Choose several random points, evaluate the objective function
Build a surrogate model (approximates $f(\theta)$ from observed points)
Find the point with maximum expected improvement (acquisition function)
Evaluate the objective function at that point
Update the surrogate model
Repeat steps 3-5

The key difference from OAT: Bayesian optimization considers all parameters simultaneously and can explore diagonal ridges in parameter space.

TPE (Tree-structured Parzen Estimator)

TPE sampler: modeling good and bad parameter distributions

TPE is the default sampler in Optuna. Instead of modeling $f(\theta)$ directly, TPE models two distributions:

$l(\theta)$ — distribution of parameters where the objective function is better than threshold $y^*$
$g(\theta)$ — distribution of parameters where the objective function is worse than threshold $y^*$

TPE's acquisition function — the ratio:

$\text{EI}(\theta) \propto \frac{l(\theta)}{g(\theta)}$

TPE selects points where $l(\theta)$ is large (parameters similar to "good" ones) and $g(\theta)$ is small (parameters not similar to "bad" ones).

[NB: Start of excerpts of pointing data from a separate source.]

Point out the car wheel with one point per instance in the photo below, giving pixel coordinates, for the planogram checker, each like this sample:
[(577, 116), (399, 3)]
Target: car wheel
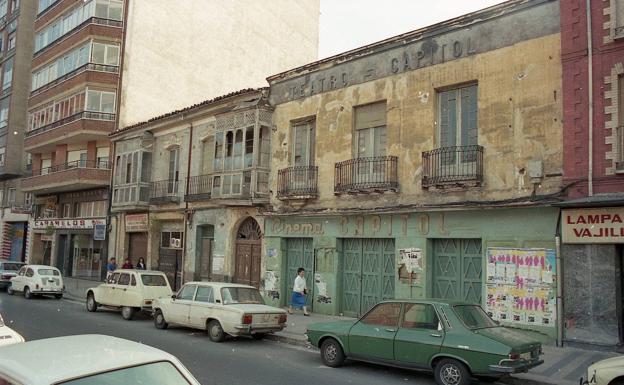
[(215, 331), (91, 304), (127, 312), (332, 353), (159, 320), (451, 372), (27, 293)]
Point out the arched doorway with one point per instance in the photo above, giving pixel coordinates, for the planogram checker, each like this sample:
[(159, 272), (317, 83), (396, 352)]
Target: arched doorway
[(248, 253)]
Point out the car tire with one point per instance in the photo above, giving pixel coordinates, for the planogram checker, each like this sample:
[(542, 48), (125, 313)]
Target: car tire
[(27, 293), (127, 312), (451, 372), (159, 320), (332, 354), (215, 331), (91, 304)]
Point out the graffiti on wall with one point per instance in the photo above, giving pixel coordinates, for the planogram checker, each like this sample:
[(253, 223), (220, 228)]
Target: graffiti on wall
[(321, 289), (521, 286)]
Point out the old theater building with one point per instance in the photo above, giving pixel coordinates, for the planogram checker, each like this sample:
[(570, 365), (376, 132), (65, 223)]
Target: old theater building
[(423, 165)]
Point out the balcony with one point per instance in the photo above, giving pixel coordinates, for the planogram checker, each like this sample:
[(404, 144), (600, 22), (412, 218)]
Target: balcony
[(165, 191), (299, 182), (70, 176), (78, 128), (366, 175), (199, 188), (458, 166)]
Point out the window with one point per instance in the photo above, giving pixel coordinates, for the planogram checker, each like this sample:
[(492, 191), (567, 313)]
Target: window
[(384, 314), (204, 294), (101, 101), (7, 74), (303, 144), (370, 130), (187, 292), (458, 117), (171, 239), (11, 196), (419, 316)]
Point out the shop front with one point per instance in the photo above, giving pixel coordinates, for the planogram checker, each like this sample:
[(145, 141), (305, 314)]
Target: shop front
[(593, 278), (490, 257)]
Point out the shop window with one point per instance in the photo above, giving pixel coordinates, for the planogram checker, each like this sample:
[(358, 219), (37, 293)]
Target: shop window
[(171, 239)]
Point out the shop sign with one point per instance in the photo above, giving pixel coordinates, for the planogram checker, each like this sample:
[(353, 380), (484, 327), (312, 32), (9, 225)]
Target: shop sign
[(604, 225), (99, 232), (136, 223), (43, 224)]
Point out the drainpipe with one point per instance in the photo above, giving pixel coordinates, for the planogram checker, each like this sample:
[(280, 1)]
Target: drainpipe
[(590, 92)]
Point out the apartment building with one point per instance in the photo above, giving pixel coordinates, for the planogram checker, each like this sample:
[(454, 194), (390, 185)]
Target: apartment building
[(16, 45), (102, 64), (425, 165)]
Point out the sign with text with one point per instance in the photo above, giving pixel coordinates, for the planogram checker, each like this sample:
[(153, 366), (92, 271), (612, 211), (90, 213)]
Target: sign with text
[(603, 225)]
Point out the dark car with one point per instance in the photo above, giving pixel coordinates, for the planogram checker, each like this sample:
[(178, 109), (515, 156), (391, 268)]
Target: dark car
[(455, 340), (8, 270)]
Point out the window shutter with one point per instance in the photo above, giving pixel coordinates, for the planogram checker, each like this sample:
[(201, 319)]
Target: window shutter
[(469, 112)]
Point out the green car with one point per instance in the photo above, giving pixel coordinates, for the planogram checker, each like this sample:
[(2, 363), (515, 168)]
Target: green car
[(455, 340)]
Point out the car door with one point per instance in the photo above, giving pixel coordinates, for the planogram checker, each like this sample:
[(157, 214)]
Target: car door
[(180, 306), (373, 335), (420, 335), (202, 306)]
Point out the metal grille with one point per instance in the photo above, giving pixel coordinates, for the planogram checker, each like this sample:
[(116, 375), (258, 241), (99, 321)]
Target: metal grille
[(366, 174), (457, 165)]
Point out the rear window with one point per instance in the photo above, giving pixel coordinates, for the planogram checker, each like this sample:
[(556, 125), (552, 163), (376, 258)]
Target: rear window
[(11, 266), (48, 272), (153, 280), (473, 316)]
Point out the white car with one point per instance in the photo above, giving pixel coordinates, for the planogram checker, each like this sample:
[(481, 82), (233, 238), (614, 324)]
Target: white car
[(605, 372), (90, 359), (37, 280), (129, 290), (221, 309), (8, 336)]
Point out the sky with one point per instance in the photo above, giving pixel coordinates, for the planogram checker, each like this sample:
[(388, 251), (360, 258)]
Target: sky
[(348, 24)]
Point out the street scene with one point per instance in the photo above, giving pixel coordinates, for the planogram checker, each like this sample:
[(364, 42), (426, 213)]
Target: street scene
[(311, 191)]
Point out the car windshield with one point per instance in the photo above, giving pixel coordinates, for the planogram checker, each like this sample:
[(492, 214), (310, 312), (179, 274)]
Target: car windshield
[(158, 373), (48, 272), (232, 295), (11, 266), (473, 316), (153, 280)]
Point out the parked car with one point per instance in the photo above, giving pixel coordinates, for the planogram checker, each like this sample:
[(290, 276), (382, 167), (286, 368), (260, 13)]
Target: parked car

Why TPE is suitable for backtests:

Handles conditional dependencies between parameters
Does not require continuity of the objective function
Efficient with moderate budgets (100-1000 iterations)
Supports categorical and discrete parameters

Gaussian Process (GP)

An alternative to TPE — Gaussian Process. GP models $f(\theta)$ as a multivariate normal process and provides not only a value prediction, but also uncertainty at each point.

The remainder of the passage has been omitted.